Efficacy of Surgical Treatment of De Novo, Adult-Onset, Cryptogenic, Refractory Focal Status Epilepticus FREE

Focal status epilepticus is typically treated in the same manner as generalized status epilepticus with the exception of lesional epilepsy where a candidate structural lesion is potentially resectable. Treatment of refractory focal status epilepticus with suppressive therapy in an intensive care unit (ICU) setting remains the current standard of care for these difficult cases, albeit with high associated morbidity and mortality. Despite the theoretical plausibility of surgical intervention in refractory focal status epilepticus, this is rarely undertaken except in later stages of case management when medical intervention has proven ineffective. Frequently, by the time surgery is undertaken, the cumulative morbidity of prolonged status epilepticus and prolonged medical management renders surgical intervention a high-risk procedure with limited utility and poor long-term outcome. Reported cases of emergent surgery for refractory focal status epilepticus generally describe patients with documented lesions with a recrudescence of seizures.^1- 9 We report a case of cryptogenic, adult-onset, refractory focal status epilepticus where medical management proved ineffective and where relatively early (before ICU day 30) surgical intervention successfully terminated the focal status epilepticus.

A previously healthy, 36-year-old, right-handed woman was transferred to the Massachusetts General Hospital for further evaluation and treatment of complex partial status epilepticus. There were no reported risk factors for epilepsy, either remote or recent.

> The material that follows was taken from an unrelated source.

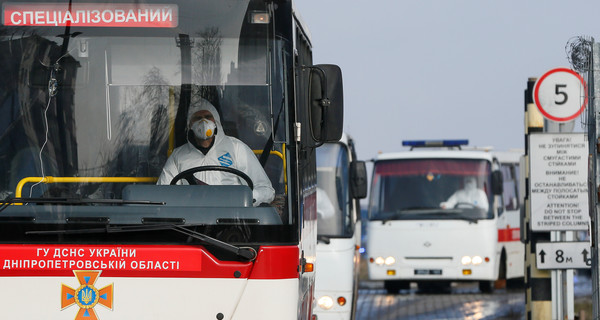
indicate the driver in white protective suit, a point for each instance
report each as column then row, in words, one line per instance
column 469, row 195
column 211, row 147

One month prior to transfer, the patient had her first seizure, characterized by flexed dystonic posturing of her right upper limb, right hemifacial tonic activity, and dystonic head turning to the right associated with altered awareness. This event was followed by postictal word-finding difficulties for 30 minutes. One week later, another seizure of similar clinical evolution occurred with a more prolonged postictal phase. Over the subsequent 2 weeks, the patient experienced a marked increase in the previously described seizures. During this time, the postictal state became gradually more prolonged and increasingly characterized by language difficulties and behavioral disturbances. A trial of oral valproate sodium administration produced no change in seizure frequency or severity.

The patient was admitted to another hospital 9 days prior to transfer to the Massachusetts General Hospital where an electroencephalogram (EEG) revealed frequent sharp waves centered over the left frontotemporal region, maximal at F3. Initial investigations demonstrated a modest cerebrospinal fluid lymphocytic pleocytosis of 17/mm³ cubed (with no red blood cells, normal cerebrospinal fluid protein and glucose levels), blurring of the gray-white matter junction over the left frontal lobe on magnetic resonance imaging (MRI), and negative herpes simplex virus polymerase chain reaction study results. She was empirically treated with acyclovir and increasing doses of valproate and phenytoin sodium. Over the next week, although the seizures became less prominent, the patient became progressively encephalopathic with bizarre, combative, disinhibited behavior associated with language difficulties and occasional right hemibody clonic movements. Throughout this time, intermittent EEG recording showed frequent sharp transients over the left frontotemporal region.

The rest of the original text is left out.